37 thoughts on “A stink eye will prevent gulls from stealing your food

  1. I never thought I would hate a species… But seagulls are getting there… If only they wouldn’t make such horrible and nail-scratching-chalkboar-y sounds I could forgive their cheekiness. But those horrible noises…. ARGH!

    1. Yeah, the big gulls (black-backed gulls, here in NZ) are thugs and bullies, and easy to hate.

      And they do know which way you’re looking. If I’m walking up the beach and a big gull is near my track I alter course towards them and stare at them as I approach and they do notice – when I’m as far as twenty feet away they start to walk in the other direction, faster and faster as I continue to approach them. Until they take off. They take no notice of other beachgoers who are ignoring them.

      cr

    2. They were singing their dawn chorus on the wheelie bins at god-awful o’clock this morning. A curse on their feathers!
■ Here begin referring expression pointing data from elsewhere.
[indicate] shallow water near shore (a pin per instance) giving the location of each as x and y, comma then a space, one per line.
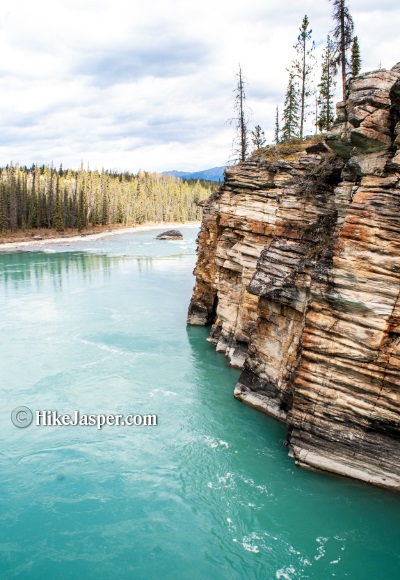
209, 492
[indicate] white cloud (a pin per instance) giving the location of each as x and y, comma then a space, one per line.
148, 84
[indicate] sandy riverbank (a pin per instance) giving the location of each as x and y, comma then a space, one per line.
90, 236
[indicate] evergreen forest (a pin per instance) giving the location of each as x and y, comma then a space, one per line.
43, 197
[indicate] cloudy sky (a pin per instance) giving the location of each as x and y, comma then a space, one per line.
148, 84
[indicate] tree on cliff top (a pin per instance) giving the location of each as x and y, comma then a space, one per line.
290, 129
240, 121
326, 88
277, 127
355, 58
343, 38
303, 67
258, 138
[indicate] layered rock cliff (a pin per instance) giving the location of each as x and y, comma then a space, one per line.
298, 272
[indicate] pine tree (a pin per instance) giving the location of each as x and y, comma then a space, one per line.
258, 138
355, 58
290, 129
303, 67
326, 88
343, 37
241, 142
277, 128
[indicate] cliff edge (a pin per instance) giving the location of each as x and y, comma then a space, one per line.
298, 272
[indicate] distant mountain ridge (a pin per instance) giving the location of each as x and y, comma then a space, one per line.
214, 174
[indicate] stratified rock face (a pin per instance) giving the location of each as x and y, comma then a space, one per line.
170, 235
299, 274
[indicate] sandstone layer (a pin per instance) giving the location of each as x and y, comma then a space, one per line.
298, 272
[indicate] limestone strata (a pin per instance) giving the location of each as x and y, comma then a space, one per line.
299, 273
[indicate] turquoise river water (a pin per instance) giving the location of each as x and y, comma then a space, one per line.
208, 493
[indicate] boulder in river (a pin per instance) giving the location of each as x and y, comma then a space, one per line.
170, 235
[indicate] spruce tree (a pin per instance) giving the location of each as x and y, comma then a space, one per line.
343, 37
326, 88
277, 127
258, 138
241, 141
355, 58
303, 67
290, 129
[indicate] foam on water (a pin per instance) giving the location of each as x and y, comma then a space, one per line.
208, 493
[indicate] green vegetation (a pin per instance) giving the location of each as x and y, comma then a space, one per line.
258, 137
343, 34
326, 88
42, 197
303, 67
355, 58
291, 126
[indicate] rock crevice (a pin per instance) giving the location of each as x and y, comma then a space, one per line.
298, 272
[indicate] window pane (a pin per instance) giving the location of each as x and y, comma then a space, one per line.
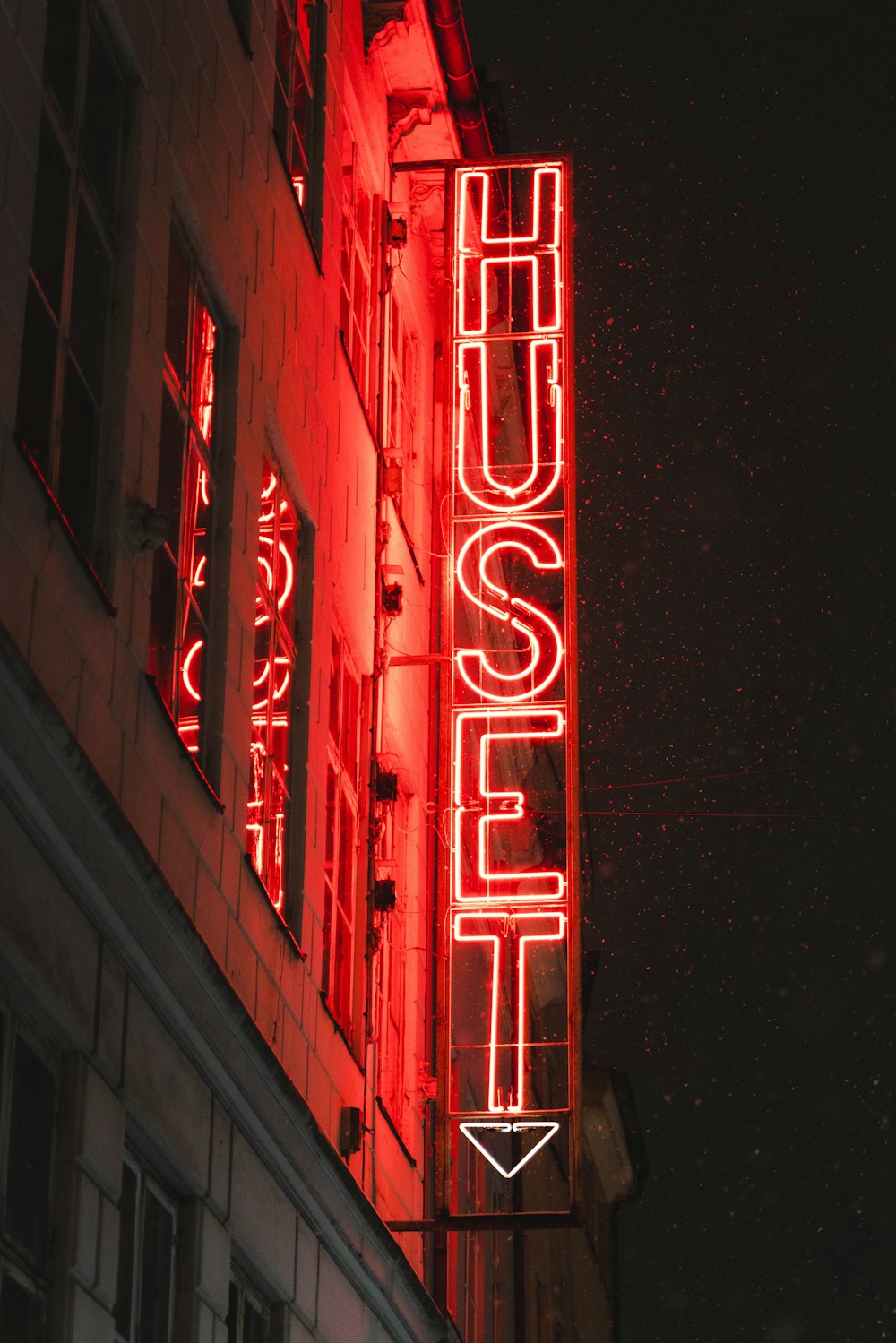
171, 463
253, 1324
77, 455
126, 1232
163, 616
331, 825
233, 1313
89, 300
61, 46
29, 1163
177, 311
19, 1313
202, 376
50, 217
102, 121
155, 1276
333, 691
35, 380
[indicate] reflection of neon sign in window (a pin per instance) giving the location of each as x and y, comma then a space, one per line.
273, 676
511, 872
179, 605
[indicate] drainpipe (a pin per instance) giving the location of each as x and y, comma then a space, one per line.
460, 75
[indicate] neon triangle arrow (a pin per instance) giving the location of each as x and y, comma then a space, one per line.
520, 1127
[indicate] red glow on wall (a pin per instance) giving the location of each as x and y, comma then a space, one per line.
511, 836
273, 676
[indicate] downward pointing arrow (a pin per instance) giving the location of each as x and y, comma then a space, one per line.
520, 1127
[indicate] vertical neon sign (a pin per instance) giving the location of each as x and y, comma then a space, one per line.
508, 1047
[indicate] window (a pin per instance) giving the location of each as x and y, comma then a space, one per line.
402, 388
357, 271
273, 684
180, 586
147, 1230
340, 855
295, 91
73, 247
392, 864
27, 1111
247, 1316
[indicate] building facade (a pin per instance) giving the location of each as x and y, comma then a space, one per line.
222, 238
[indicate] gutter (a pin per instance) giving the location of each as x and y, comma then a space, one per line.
462, 86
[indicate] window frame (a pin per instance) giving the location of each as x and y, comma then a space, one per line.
285, 635
69, 327
341, 855
246, 1295
298, 66
359, 271
29, 1268
191, 470
145, 1182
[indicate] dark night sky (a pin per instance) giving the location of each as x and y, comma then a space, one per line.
735, 348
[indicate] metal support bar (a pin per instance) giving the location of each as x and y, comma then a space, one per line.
495, 1221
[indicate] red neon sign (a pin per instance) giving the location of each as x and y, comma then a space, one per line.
509, 729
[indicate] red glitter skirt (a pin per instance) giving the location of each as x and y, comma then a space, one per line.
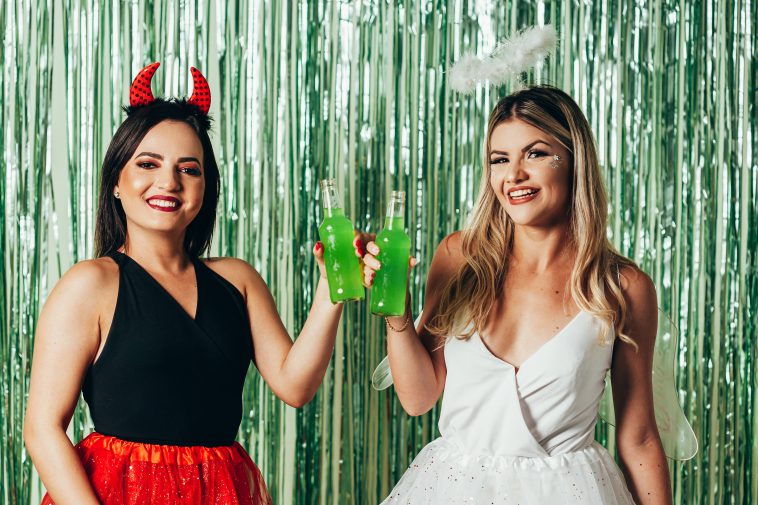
131, 473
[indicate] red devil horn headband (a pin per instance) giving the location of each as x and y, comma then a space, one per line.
141, 94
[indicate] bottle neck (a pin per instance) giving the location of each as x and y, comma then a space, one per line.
333, 212
394, 223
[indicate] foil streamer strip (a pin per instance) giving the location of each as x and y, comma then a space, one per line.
358, 91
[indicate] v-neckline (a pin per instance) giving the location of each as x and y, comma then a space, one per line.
517, 369
165, 291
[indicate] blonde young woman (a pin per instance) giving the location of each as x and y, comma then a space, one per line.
525, 312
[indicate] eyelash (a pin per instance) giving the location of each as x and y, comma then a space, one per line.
500, 161
186, 170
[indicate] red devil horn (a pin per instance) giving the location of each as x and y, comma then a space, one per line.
201, 93
140, 93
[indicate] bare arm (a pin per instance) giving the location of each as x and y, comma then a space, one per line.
293, 371
642, 458
416, 356
66, 342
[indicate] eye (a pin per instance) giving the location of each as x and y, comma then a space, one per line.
190, 170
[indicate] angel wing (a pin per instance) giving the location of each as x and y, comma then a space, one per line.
679, 441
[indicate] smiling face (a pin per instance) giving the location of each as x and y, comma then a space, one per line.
532, 186
161, 187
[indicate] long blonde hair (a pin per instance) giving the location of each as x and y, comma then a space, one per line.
487, 241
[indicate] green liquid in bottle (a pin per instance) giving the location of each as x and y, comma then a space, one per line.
391, 282
343, 271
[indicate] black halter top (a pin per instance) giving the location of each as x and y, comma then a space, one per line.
164, 377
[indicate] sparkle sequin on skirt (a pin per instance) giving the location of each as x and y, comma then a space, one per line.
131, 473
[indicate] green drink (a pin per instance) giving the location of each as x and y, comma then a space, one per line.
343, 271
390, 283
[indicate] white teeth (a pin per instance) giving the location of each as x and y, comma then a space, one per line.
162, 203
522, 192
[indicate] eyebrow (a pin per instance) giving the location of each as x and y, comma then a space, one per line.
524, 149
158, 156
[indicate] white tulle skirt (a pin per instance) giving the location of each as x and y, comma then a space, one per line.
442, 474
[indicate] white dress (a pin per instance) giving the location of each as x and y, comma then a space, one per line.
523, 437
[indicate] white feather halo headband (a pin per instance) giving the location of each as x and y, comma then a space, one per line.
510, 58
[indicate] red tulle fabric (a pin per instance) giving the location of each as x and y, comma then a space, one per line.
131, 473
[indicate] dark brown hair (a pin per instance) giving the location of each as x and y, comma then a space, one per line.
110, 227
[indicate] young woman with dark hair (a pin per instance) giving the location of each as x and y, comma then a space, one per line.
158, 338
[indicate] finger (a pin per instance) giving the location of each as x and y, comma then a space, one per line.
366, 237
368, 279
372, 248
318, 250
370, 261
359, 249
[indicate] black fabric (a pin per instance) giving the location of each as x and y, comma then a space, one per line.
163, 377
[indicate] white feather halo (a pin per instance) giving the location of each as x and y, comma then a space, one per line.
510, 58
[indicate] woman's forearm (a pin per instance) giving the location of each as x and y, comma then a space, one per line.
647, 473
411, 365
307, 360
59, 467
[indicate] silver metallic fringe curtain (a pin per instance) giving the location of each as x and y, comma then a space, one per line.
358, 90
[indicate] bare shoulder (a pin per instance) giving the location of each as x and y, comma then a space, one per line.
81, 297
86, 277
642, 302
235, 270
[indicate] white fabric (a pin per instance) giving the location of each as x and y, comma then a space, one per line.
520, 437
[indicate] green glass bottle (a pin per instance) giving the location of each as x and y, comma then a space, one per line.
390, 284
343, 271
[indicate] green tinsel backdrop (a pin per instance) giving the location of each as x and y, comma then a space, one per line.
357, 90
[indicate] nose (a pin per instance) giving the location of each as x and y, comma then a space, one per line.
168, 179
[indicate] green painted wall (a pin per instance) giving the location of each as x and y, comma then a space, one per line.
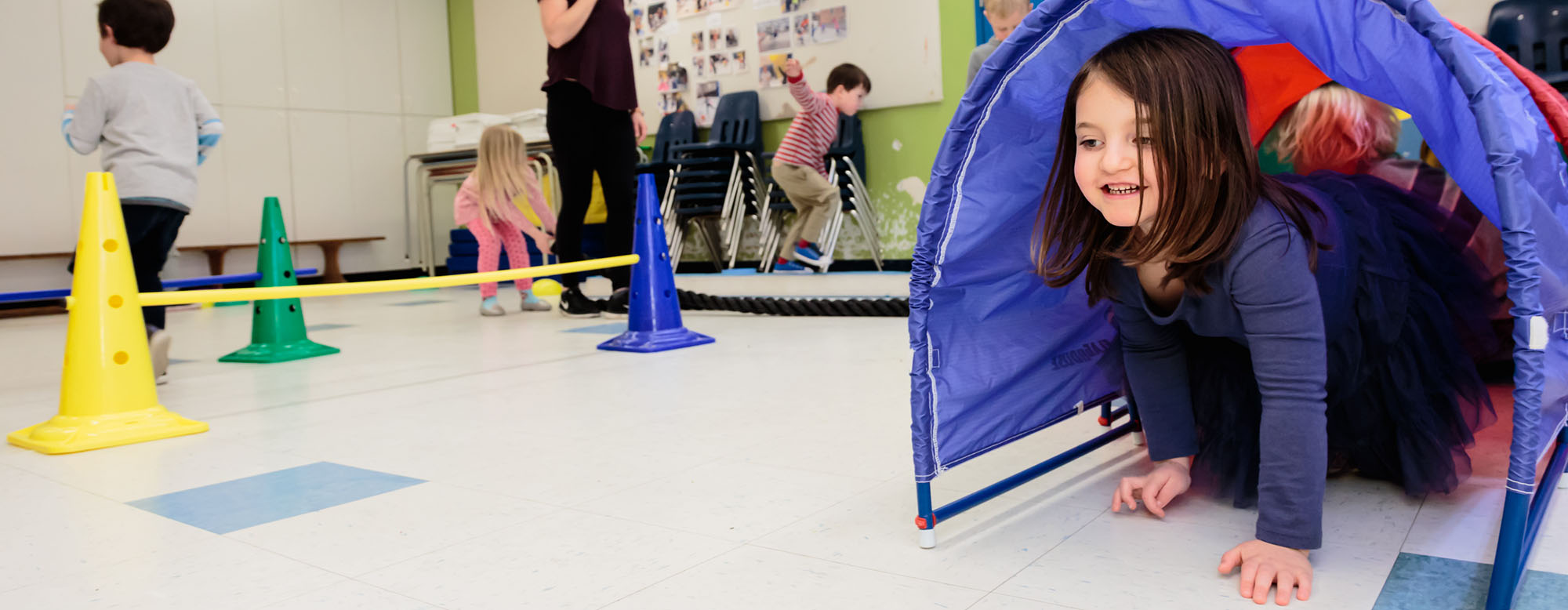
895, 178
465, 57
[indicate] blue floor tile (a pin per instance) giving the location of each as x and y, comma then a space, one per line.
609, 329
416, 303
1421, 583
263, 499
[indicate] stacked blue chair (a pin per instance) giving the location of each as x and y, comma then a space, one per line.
675, 129
716, 184
1534, 34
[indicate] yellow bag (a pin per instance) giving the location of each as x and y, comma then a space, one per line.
597, 211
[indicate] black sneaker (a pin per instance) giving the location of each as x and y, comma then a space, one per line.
617, 305
578, 307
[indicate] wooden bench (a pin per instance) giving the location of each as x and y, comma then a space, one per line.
330, 274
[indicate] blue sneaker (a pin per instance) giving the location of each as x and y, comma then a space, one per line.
808, 253
532, 303
488, 307
789, 267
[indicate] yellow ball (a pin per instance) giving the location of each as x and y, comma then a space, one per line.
546, 288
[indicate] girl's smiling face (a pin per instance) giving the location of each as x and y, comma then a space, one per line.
1111, 143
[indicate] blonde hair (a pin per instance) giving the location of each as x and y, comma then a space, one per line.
1337, 128
1007, 9
503, 172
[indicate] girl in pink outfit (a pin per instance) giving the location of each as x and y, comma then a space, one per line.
484, 206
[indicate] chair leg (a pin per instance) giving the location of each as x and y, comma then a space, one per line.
677, 242
869, 238
710, 231
771, 242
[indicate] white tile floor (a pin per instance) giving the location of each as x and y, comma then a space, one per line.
768, 471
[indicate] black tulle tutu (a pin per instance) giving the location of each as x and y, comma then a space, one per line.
1404, 393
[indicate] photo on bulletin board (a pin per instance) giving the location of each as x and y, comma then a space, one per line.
673, 79
774, 35
829, 26
769, 78
706, 103
645, 51
639, 24
672, 103
802, 29
658, 16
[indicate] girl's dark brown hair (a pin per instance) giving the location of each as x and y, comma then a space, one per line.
1189, 90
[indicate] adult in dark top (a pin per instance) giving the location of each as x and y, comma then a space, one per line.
1272, 330
595, 126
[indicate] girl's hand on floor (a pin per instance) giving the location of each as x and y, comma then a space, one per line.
1265, 565
1156, 490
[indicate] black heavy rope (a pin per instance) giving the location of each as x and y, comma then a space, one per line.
796, 307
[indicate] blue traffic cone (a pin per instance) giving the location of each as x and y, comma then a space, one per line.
655, 310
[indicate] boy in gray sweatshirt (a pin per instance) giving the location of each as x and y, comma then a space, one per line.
154, 128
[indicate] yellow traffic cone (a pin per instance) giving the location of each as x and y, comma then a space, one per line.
107, 394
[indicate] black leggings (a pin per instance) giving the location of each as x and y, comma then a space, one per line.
586, 139
151, 231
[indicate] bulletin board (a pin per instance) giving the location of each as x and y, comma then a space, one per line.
688, 54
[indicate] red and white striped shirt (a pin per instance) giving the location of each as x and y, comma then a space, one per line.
813, 131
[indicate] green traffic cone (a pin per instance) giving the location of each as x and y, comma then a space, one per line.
278, 325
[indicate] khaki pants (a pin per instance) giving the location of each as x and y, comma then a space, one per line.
815, 203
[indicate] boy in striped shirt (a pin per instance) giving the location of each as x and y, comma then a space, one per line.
799, 165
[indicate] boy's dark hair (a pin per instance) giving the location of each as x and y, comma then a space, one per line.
137, 24
849, 78
1189, 90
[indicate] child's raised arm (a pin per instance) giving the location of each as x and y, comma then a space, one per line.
84, 125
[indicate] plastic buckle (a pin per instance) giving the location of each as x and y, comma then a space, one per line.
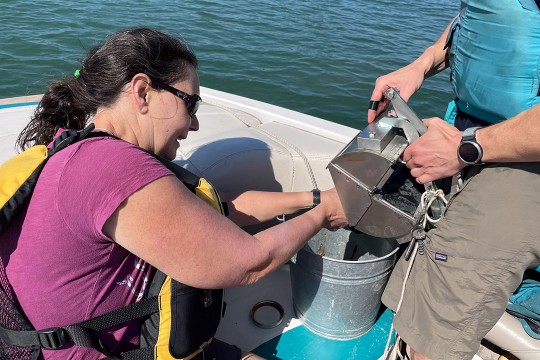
53, 338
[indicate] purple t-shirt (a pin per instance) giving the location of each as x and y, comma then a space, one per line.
63, 269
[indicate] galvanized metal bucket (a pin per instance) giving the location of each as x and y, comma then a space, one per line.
337, 282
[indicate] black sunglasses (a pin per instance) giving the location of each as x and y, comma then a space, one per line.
192, 101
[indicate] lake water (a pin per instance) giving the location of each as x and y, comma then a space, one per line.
316, 57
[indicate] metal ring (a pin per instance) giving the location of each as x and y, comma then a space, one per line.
373, 105
267, 303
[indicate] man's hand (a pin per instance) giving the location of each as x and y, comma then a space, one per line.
433, 156
407, 80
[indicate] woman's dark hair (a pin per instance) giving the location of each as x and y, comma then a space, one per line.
70, 102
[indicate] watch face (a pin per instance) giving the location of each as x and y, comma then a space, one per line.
469, 152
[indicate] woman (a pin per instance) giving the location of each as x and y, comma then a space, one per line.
105, 213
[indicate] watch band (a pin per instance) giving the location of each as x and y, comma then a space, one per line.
316, 197
469, 150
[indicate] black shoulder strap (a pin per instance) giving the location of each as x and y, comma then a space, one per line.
85, 333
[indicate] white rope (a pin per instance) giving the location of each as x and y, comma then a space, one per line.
275, 137
409, 268
426, 201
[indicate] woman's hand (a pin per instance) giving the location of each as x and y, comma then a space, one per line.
335, 216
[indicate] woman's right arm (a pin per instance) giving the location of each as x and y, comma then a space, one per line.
169, 227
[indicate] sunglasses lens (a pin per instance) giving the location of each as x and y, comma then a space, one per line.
194, 106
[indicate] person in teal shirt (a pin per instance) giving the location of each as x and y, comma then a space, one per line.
475, 257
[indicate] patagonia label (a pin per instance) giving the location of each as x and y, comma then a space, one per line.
441, 257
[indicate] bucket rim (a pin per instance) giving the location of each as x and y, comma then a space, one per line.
363, 261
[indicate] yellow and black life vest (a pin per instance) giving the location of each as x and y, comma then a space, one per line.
178, 320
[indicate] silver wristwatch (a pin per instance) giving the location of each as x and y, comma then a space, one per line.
469, 151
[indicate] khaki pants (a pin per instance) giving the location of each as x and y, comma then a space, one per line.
474, 260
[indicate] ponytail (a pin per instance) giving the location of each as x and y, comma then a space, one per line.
71, 102
62, 106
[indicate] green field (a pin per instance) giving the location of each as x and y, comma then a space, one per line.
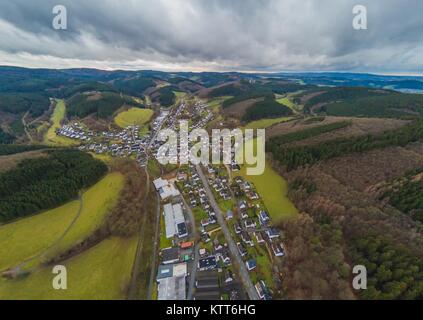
101, 272
51, 138
265, 123
133, 116
273, 191
287, 101
30, 237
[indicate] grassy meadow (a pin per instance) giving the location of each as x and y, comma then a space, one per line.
101, 272
133, 116
31, 237
51, 138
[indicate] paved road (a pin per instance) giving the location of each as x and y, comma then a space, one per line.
194, 263
245, 277
155, 249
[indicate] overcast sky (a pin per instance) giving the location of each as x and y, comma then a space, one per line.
220, 35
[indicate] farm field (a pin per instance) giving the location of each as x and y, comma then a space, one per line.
29, 237
50, 137
133, 116
265, 123
101, 272
9, 162
286, 100
273, 190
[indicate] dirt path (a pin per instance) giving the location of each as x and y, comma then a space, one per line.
56, 242
26, 127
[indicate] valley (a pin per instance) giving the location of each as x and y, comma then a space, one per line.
82, 187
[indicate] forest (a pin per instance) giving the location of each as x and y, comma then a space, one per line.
166, 96
104, 106
308, 133
341, 94
392, 105
134, 87
6, 138
392, 271
40, 184
7, 149
294, 157
268, 108
17, 103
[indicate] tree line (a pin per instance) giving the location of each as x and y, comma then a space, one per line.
295, 157
6, 138
392, 271
307, 133
40, 184
406, 194
8, 149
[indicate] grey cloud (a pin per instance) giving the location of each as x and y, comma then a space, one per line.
269, 35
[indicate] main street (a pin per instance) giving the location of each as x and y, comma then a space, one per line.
243, 272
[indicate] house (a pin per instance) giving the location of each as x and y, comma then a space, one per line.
251, 264
205, 237
277, 249
172, 270
241, 249
228, 276
217, 246
170, 255
202, 252
225, 257
246, 238
205, 222
237, 228
165, 188
171, 288
208, 263
186, 245
262, 290
264, 218
272, 233
174, 221
207, 286
259, 237
249, 223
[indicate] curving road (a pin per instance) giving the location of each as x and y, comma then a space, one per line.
245, 277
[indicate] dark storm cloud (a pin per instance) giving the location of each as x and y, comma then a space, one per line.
266, 35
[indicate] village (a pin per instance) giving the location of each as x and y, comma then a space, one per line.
216, 236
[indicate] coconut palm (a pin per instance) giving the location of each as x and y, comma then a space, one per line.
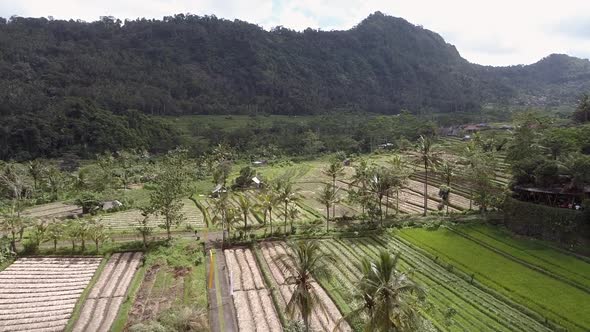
427, 157
401, 174
447, 171
267, 201
304, 262
334, 170
389, 299
328, 196
287, 194
55, 232
381, 184
245, 205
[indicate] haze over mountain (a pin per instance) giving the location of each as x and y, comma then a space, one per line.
205, 65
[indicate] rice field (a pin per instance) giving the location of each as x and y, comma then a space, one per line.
102, 305
474, 308
546, 294
40, 293
129, 220
252, 299
323, 317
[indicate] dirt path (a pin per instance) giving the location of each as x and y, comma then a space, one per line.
222, 314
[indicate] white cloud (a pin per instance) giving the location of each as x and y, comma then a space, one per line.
497, 32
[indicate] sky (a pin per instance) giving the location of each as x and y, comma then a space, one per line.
488, 32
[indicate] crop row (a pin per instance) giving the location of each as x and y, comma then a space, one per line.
40, 293
475, 309
129, 220
254, 306
325, 316
547, 296
101, 306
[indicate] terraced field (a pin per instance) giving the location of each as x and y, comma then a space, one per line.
321, 319
128, 220
101, 307
39, 294
254, 306
475, 308
539, 283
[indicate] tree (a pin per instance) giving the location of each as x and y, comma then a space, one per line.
55, 232
400, 174
171, 184
55, 180
447, 171
334, 170
582, 113
306, 261
389, 300
427, 157
481, 175
38, 232
89, 203
37, 170
245, 205
361, 180
381, 183
143, 226
268, 200
286, 194
219, 207
97, 232
14, 225
125, 161
327, 197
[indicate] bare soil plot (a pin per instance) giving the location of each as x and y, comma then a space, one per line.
101, 306
128, 220
324, 317
254, 306
39, 294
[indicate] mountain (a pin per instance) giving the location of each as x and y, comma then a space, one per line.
205, 65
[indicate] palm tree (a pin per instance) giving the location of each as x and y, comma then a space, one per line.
286, 194
381, 183
334, 170
401, 174
218, 208
245, 205
389, 299
427, 157
55, 232
361, 178
306, 260
447, 171
267, 201
327, 197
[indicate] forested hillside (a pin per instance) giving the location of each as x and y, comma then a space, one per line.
65, 80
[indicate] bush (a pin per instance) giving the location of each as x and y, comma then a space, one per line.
544, 222
30, 247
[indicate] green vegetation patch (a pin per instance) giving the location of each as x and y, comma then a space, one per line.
548, 296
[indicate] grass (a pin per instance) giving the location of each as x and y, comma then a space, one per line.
532, 252
552, 298
121, 319
80, 303
180, 255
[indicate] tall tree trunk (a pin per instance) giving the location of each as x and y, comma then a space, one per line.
425, 188
386, 204
286, 206
327, 218
334, 188
270, 220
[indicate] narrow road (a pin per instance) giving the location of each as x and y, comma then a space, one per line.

      1. Yes. They understand human beach behavior. Once the humans are distracted enough and far away from their stuff, the monkeys steal everything — food, backpacks, cameras, clothes. Everything.

    1. The vervet monkeys in South Africa are truly criminal and vulgarly sexist at breakfast time. They watch the outdoor tables until a man gets up and leaves his wife and daughter. Then he slips in and grabs a croissant or bagel and leaps away lickety-split. They have learned that men and older boys tend to guard the table, while women tend to recoil.

      1. I saw one in Kruger National Park stealing a yogurt, opening it and eating it. It was interesting and fun to watch. It was not my yogurt though.

    1. Am reminded of how elementary grade students are predisposed to say to one another, “Quit looking at me!”

  2. The way to learn to love gulls is to lean over the back rail of a ship and watch as they float and glide behind you. (Mind your sandwich.)

    1. Yep, I have had the pleasure of working in machinery than got me up high enough and moved fast enough to be able to see them up close.

      There is an enormous variety in the way they flap their wings and glide and dive and hover and zoom.

      1. I’ve got to admit that, as they hover in the updraft at the edge of the pipe deck or compression module, they do look rather magnificent.
        Then they unload a belly full of splatter, once they’ve judged the wind strength, drag, and onlooker location. Glaswegians consider this to be a sign of good luck. Which says more about Glaswegian’s histories than it does about the fortune telling abilities of Laridae.

  3. Does it help to growl “I know what you’re thinking, punk” à la Clint Eastwood while you’re giving the gull the stink-eye?

  4. Birds are smart. Dogs (don’t know about cats) ‘know’ when no one is looking as well. We have one that is perfectly polite in the kitchen, even when there’s food on the counter. Leave the room with food unattended (and not sufficiently placed far enough from the counter’s edge) and the food is soon dog food. Gotta love it.

    1. Cats do this too but ‘no one’ means no cats or people or perhaps no creatures. I’ve always imagined that they have a sense of competing with others for food. If all other creatures are out of the room, it’s not an issue.

      They have complicated algorithms for determining whether it is ok to take food when others are present. One of our cats will regularly nose the other out of the way as he knows his ‘brother’ won’t oppose it. He also takes food from me because he knows I will occasionally allow him to take it and, even if I don’t let him have it, I only fend him off gently. He won’t take my wife’s food in her presence because he knows she never allows it.

  5. This is SCIENCE… But perhaps it’s best to just watch the video that very clearly demonstrates the “stink-eye effect”.

    Perhaps it would be best to wait for a pre-registered replication. After all, this is Science.

  6. Gulls are sneak thieves, bullies and cowards. They won’t take food from someone bigger than them when that person is watching.

    cr

  7. Changes in waste management practices mean that much less food is tipped in landfill sites than was once the case (at least in western Europe and the UK) but gulls have long exploited landfill sites as a feeding resource. Another example of their smartness is that they apparently learned that there would be no deliveries of waste on Sundays so didn’t bother to show up on that day but foraged elsewhere instead. They could not get their heads around other public holidays however and on a ‘bank holiday Monday’ would sit around the tip waiting for lorries that would not come.

  8. I have a vague recollection of corvids (or squirrels?) checking around to see if rivals are watching them before hiding/retrieving food. Would this be a related behaviour?
    Or is just being stared down just uncomfortable for all species with faces?